Observability Setup

VoidBox exposes structured run events and guest telemetry by default. OTLP trace and metric export — covering pipeline and stage spans, tool-call child spans, token/cost/duration metrics, and guest procfs telemetry — is available when built with the opentelemetry feature. All output is correlated with the [vm:NAME] log prefix for per-box filtering.

Enable OTLP

Build with the opentelemetry feature flag:

cargo build --features opentelemetry

Then set the endpoint environment variable when running an observable example:

VOIDBOX_OTLP_ENDPOINT=http://localhost:4317 \
cargo run --features opentelemetry --example playground_pipeline

OTLP export is gRPC only today — HTTP/protobuf endpoints are not supported.

Trace structure

When observable execution is enabled, traces follow a hierarchy from the pipeline level down to individual tool calls within each VM stage. The box name is encoded in the span name, not as an attribute.

pipeline:<pipeline_name>
  └─ stage:data_analyst
       └─ claude.exec
            ├─ claude.tool.Read
            ├─ claude.tool.Bash
            └─ attributes:
                gen_ai.usage.input_tokens
                gen_ai.usage.output_tokens
                gen_ai.request.model
                claude.total_cost_usd
                claude.tools_count
  └─ stage:quant_analyst
       └─ ...

Tool calls are child spans (claude.tool.<tool_name>) nested under a claude.exec span for each box, not span events. Each stage span carries token, cost, and model attributes using the OpenTelemetry gen_ai.* semantic conventions.

Guest telemetry

The guest-agent inside each micro-VM periodically reads /proc/stat and /proc/meminfo, then sends TelemetryBatch messages over vsock to the host. On the host side, the TelemetryAggregator ingests these batches and exports them as OTLP metrics.

Guest telemetry gives you per-VM resource utilization without any agent-side instrumentation. CPU and memory metrics flow automatically as long as the guest-agent is running.

Configuration

Environment variableDescription
VOIDBOX_OTLP_ENDPOINTOTLP gRPC endpoint (e.g. http://localhost:4317). Takes precedence over OTEL_EXPORTER_OTLP_ENDPOINT.
OTEL_EXPORTER_OTLP_ENDPOINTStandard OpenTelemetry fallback for the endpoint.
VOIDBOX_SERVICE_NAMEService name for exported telemetry (default: void-box).
OTEL_EXPORTER_OTLP_HEADERSRead by the upstream OTLP SDK for auth headers (key=value,key2=value2). VoidBox itself doesn’t inject them.
VOIDBOX_OTLP_HEADERSParsed internally, but not yet wired into the exporter path; do not rely on it yet for collector auth.
VOIDBOX_OTEL_DEBUGSet to 1 to log the resolved OTLP config at startup.

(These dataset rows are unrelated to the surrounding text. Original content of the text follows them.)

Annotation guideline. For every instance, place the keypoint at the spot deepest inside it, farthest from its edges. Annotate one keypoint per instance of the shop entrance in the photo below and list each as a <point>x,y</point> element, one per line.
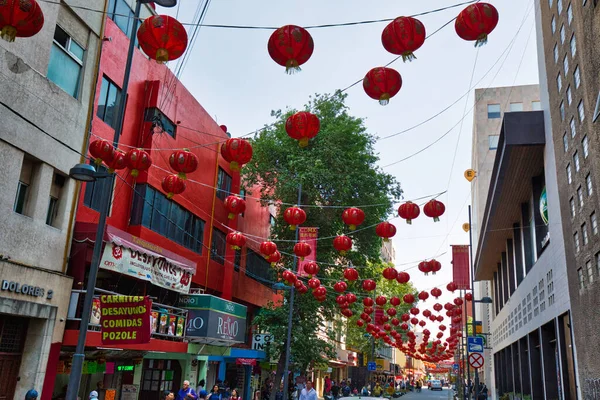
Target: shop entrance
<point>13,331</point>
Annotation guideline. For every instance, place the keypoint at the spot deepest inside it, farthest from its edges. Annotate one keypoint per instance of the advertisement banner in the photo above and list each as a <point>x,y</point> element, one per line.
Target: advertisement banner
<point>125,319</point>
<point>460,267</point>
<point>308,235</point>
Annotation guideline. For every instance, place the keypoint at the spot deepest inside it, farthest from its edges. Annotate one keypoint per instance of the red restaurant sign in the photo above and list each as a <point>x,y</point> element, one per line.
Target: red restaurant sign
<point>308,235</point>
<point>125,319</point>
<point>460,267</point>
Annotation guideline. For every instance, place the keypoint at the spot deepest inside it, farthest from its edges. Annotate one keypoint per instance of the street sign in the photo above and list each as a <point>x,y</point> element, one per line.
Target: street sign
<point>476,360</point>
<point>475,344</point>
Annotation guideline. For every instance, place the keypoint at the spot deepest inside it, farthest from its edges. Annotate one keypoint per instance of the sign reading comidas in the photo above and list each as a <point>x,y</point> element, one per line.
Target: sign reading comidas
<point>125,319</point>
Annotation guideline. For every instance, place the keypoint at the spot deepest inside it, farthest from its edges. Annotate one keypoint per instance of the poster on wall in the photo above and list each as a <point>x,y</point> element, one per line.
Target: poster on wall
<point>125,319</point>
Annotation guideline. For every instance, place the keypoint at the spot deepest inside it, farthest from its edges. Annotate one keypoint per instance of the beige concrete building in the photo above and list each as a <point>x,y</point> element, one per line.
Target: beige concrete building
<point>46,83</point>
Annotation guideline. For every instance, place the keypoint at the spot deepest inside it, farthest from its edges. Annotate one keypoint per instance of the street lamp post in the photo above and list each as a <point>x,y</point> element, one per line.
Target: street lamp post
<point>79,172</point>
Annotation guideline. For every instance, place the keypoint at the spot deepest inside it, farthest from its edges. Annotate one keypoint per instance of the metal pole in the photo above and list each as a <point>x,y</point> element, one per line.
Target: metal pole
<point>290,315</point>
<point>476,391</point>
<point>79,356</point>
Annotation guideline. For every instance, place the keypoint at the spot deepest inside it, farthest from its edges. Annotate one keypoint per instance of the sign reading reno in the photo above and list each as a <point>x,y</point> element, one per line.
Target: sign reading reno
<point>125,319</point>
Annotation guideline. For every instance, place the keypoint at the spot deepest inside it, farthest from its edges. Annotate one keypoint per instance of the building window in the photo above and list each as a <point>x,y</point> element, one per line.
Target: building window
<point>223,184</point>
<point>160,121</point>
<point>580,111</point>
<point>516,107</point>
<point>494,111</point>
<point>493,141</point>
<point>66,62</point>
<point>154,211</point>
<point>218,246</point>
<point>108,102</point>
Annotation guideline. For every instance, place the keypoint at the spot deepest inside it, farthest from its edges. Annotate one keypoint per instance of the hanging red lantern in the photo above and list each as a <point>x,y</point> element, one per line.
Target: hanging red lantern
<point>236,240</point>
<point>403,277</point>
<point>234,205</point>
<point>409,211</point>
<point>434,209</point>
<point>476,22</point>
<point>267,249</point>
<point>236,152</point>
<point>351,274</point>
<point>369,285</point>
<point>162,38</point>
<point>302,249</point>
<point>311,268</point>
<point>342,243</point>
<point>22,18</point>
<point>102,151</point>
<point>382,84</point>
<point>290,46</point>
<point>403,36</point>
<point>138,160</point>
<point>385,230</point>
<point>294,216</point>
<point>302,126</point>
<point>183,162</point>
<point>353,217</point>
<point>172,185</point>
<point>390,273</point>
<point>118,162</point>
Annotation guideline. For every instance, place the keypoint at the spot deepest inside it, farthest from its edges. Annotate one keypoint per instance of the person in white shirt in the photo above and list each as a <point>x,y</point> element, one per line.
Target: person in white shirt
<point>308,393</point>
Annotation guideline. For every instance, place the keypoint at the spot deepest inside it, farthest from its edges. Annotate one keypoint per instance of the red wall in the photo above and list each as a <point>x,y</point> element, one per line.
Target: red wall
<point>147,88</point>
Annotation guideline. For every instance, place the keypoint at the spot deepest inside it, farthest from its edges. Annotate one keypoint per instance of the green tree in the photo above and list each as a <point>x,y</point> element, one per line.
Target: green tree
<point>338,168</point>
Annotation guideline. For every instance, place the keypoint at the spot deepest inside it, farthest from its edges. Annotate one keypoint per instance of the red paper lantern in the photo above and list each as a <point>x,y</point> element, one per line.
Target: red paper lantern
<point>20,18</point>
<point>162,38</point>
<point>342,244</point>
<point>434,209</point>
<point>302,249</point>
<point>390,273</point>
<point>138,160</point>
<point>385,230</point>
<point>294,216</point>
<point>183,162</point>
<point>236,240</point>
<point>403,277</point>
<point>476,22</point>
<point>351,274</point>
<point>234,205</point>
<point>118,162</point>
<point>236,152</point>
<point>382,84</point>
<point>290,46</point>
<point>403,36</point>
<point>102,151</point>
<point>302,126</point>
<point>172,185</point>
<point>409,211</point>
<point>353,217</point>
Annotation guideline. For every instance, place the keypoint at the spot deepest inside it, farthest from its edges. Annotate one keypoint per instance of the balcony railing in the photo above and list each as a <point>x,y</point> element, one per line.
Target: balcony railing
<point>167,322</point>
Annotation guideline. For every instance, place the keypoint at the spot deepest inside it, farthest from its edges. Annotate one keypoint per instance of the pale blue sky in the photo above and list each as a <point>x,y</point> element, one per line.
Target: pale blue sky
<point>230,72</point>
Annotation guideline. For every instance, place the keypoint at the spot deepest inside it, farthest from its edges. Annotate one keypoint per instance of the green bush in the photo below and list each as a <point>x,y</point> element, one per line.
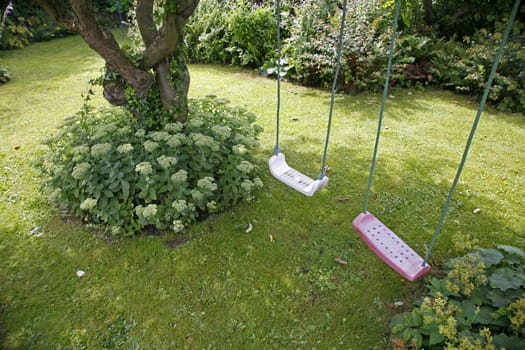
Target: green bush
<point>479,304</point>
<point>253,35</point>
<point>465,67</point>
<point>231,32</point>
<point>310,50</point>
<point>108,170</point>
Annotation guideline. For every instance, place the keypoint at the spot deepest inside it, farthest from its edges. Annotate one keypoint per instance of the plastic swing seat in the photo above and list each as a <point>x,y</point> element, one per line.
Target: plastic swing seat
<point>293,178</point>
<point>389,247</point>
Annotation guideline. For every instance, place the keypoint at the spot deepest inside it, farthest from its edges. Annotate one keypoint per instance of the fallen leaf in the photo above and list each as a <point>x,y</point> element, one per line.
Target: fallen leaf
<point>341,261</point>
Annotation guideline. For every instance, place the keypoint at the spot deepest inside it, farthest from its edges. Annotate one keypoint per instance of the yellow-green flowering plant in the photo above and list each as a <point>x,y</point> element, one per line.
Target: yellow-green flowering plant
<point>109,169</point>
<point>479,304</point>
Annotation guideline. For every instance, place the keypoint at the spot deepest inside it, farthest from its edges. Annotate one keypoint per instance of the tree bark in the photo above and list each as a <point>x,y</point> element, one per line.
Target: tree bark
<point>106,46</point>
<point>430,14</point>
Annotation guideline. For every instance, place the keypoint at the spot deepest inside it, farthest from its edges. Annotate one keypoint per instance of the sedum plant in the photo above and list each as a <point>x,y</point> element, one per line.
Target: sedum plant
<point>479,304</point>
<point>106,168</point>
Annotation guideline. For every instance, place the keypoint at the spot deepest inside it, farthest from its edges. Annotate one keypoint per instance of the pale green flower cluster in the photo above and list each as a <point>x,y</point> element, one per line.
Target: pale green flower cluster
<point>176,140</point>
<point>147,212</point>
<point>80,150</point>
<point>150,146</point>
<point>180,176</point>
<point>222,131</point>
<point>178,226</point>
<point>103,130</point>
<point>212,206</point>
<point>201,140</point>
<point>194,123</point>
<point>125,148</point>
<point>206,183</point>
<point>100,149</point>
<point>245,167</point>
<point>159,135</point>
<point>197,195</point>
<point>239,149</point>
<point>88,204</point>
<point>144,168</point>
<point>180,205</point>
<point>80,171</point>
<point>173,127</point>
<point>165,162</point>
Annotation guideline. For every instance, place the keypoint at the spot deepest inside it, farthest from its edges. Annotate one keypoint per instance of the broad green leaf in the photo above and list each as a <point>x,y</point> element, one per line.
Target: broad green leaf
<point>508,343</point>
<point>436,338</point>
<point>486,315</point>
<point>125,189</point>
<point>511,250</point>
<point>490,257</point>
<point>505,278</point>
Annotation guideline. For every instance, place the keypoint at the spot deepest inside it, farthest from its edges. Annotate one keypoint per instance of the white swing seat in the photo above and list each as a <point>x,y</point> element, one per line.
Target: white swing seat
<point>294,178</point>
<point>389,247</point>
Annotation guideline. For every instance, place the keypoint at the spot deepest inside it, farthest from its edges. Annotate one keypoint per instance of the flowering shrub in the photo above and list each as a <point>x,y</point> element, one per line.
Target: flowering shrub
<point>480,304</point>
<point>107,169</point>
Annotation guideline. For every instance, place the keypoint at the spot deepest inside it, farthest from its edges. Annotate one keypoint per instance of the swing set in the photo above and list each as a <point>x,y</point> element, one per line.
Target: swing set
<point>380,239</point>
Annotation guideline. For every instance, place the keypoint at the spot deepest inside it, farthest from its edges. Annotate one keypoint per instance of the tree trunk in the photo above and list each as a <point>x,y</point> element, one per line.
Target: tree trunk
<point>162,61</point>
<point>430,14</point>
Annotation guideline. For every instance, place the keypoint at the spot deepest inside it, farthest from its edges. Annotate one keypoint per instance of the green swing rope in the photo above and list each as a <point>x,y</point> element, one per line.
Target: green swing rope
<point>383,103</point>
<point>472,132</point>
<point>334,85</point>
<point>474,127</point>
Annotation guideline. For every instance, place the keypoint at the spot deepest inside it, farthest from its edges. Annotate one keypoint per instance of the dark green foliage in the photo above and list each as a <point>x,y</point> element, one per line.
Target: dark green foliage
<point>107,169</point>
<point>231,32</point>
<point>480,302</point>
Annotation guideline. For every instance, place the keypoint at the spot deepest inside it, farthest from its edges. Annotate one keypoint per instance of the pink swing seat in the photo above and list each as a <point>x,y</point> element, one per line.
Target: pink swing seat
<point>389,247</point>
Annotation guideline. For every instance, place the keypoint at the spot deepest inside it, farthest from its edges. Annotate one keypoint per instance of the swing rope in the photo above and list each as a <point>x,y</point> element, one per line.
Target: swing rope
<point>383,103</point>
<point>474,127</point>
<point>334,85</point>
<point>119,10</point>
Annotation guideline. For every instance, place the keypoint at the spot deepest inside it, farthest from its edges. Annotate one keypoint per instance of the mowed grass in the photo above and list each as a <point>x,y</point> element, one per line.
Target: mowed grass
<point>278,286</point>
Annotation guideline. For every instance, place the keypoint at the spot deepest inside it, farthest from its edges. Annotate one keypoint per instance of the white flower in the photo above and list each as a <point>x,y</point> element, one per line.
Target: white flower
<point>80,170</point>
<point>178,226</point>
<point>222,131</point>
<point>165,161</point>
<point>144,168</point>
<point>207,183</point>
<point>88,204</point>
<point>150,211</point>
<point>100,149</point>
<point>180,205</point>
<point>245,167</point>
<point>125,148</point>
<point>150,146</point>
<point>180,176</point>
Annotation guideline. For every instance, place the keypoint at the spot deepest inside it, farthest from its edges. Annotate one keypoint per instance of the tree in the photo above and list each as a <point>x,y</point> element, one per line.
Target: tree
<point>160,68</point>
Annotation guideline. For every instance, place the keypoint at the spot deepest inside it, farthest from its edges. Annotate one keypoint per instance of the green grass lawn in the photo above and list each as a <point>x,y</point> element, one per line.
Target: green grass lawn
<point>279,285</point>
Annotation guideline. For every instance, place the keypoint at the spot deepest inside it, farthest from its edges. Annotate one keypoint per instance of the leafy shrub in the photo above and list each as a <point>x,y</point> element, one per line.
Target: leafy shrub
<point>465,67</point>
<point>480,304</point>
<point>310,51</point>
<point>232,32</point>
<point>104,167</point>
<point>207,34</point>
<point>253,32</point>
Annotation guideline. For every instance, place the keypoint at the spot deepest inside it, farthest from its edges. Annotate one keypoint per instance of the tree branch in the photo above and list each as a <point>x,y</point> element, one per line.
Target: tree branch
<point>106,46</point>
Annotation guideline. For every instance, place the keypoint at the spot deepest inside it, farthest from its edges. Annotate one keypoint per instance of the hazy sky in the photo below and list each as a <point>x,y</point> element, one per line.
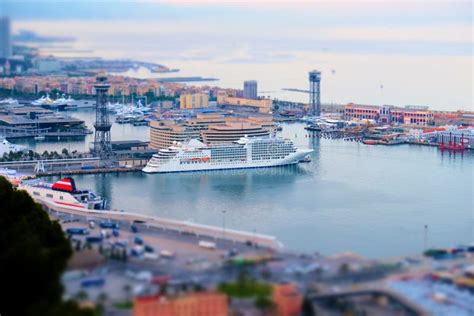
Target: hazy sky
<point>421,51</point>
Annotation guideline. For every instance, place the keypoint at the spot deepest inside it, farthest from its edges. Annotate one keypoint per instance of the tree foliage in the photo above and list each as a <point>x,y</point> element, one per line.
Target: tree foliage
<point>33,255</point>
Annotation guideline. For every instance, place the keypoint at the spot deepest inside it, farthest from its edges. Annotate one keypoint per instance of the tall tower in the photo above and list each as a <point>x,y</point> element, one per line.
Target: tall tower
<point>250,89</point>
<point>5,38</point>
<point>314,92</point>
<point>102,143</point>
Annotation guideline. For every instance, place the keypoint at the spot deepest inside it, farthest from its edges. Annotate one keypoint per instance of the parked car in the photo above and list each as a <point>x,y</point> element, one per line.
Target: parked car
<point>149,248</point>
<point>91,282</point>
<point>94,239</point>
<point>109,225</point>
<point>138,240</point>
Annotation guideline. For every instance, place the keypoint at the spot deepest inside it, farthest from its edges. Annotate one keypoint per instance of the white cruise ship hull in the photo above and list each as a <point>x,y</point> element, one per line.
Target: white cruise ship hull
<point>175,166</point>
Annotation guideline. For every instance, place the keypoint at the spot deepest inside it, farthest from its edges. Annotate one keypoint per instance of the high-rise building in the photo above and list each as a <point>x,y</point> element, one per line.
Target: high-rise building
<point>314,92</point>
<point>5,38</point>
<point>250,89</point>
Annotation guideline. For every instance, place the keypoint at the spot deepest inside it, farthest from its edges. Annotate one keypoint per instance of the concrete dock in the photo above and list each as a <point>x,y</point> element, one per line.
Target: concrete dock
<point>183,227</point>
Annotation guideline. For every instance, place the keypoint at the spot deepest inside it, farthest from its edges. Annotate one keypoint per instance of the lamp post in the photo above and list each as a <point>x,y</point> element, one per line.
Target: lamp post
<point>223,224</point>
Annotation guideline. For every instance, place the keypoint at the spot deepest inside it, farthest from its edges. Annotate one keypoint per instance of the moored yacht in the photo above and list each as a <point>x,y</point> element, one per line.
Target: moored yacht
<point>63,193</point>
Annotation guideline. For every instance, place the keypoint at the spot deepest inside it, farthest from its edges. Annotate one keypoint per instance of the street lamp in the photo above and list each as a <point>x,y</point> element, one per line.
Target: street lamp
<point>223,224</point>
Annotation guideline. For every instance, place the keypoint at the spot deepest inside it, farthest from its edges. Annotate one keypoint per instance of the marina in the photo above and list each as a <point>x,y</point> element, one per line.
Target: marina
<point>302,205</point>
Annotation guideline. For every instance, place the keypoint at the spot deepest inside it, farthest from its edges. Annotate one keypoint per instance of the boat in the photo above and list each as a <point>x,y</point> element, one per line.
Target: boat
<point>62,194</point>
<point>7,147</point>
<point>313,127</point>
<point>256,152</point>
<point>9,101</point>
<point>370,142</point>
<point>306,159</point>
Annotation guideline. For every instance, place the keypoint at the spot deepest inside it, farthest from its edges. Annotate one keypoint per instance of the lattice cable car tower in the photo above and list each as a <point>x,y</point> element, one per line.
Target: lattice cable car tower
<point>102,140</point>
<point>314,92</point>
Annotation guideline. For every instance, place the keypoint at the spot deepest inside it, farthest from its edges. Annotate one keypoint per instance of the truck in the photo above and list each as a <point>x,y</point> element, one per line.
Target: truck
<point>207,244</point>
<point>77,231</point>
<point>94,239</point>
<point>93,282</point>
<point>167,254</point>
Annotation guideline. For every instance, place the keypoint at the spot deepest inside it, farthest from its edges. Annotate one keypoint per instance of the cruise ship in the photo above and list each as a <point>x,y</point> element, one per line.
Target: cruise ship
<point>243,153</point>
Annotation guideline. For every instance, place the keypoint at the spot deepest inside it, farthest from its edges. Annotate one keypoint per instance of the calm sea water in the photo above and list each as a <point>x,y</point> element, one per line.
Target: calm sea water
<point>373,200</point>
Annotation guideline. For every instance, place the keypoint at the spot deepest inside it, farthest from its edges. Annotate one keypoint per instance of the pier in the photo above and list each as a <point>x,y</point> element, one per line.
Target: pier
<point>183,227</point>
<point>15,132</point>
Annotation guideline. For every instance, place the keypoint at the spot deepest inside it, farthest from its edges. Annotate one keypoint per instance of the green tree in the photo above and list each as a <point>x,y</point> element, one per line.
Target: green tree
<point>33,255</point>
<point>263,303</point>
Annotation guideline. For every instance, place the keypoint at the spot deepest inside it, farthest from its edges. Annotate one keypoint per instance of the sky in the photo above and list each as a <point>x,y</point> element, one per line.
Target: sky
<point>419,51</point>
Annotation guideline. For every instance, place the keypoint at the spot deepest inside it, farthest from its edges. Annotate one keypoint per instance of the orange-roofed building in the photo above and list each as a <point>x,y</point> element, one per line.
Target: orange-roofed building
<point>287,299</point>
<point>195,304</point>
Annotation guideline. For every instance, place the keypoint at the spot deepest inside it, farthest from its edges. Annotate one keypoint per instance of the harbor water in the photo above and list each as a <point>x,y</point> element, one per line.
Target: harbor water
<point>371,200</point>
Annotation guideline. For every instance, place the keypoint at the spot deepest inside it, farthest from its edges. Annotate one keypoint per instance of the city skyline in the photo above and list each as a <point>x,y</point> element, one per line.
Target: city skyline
<point>359,47</point>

Default sample rate is 1.0 — every pipeline, stage, and tool-call span is exported.

Playground

The repository includes a ready-to-run observability stack in playground/. The compose file launches a single grafana/otel-lgtm container — Grafana + Loki + Tempo + Mimir bundled together — so you get traces, logs, and metrics from one endpoint at localhost:4317.

Start it with the wrapper script, which also provisions the KVM artifacts, picks a provider (Anthropic or Ollama), and runs playground_pipeline against the stack:

playground/up.sh

See the playground/ directory in the repository for details.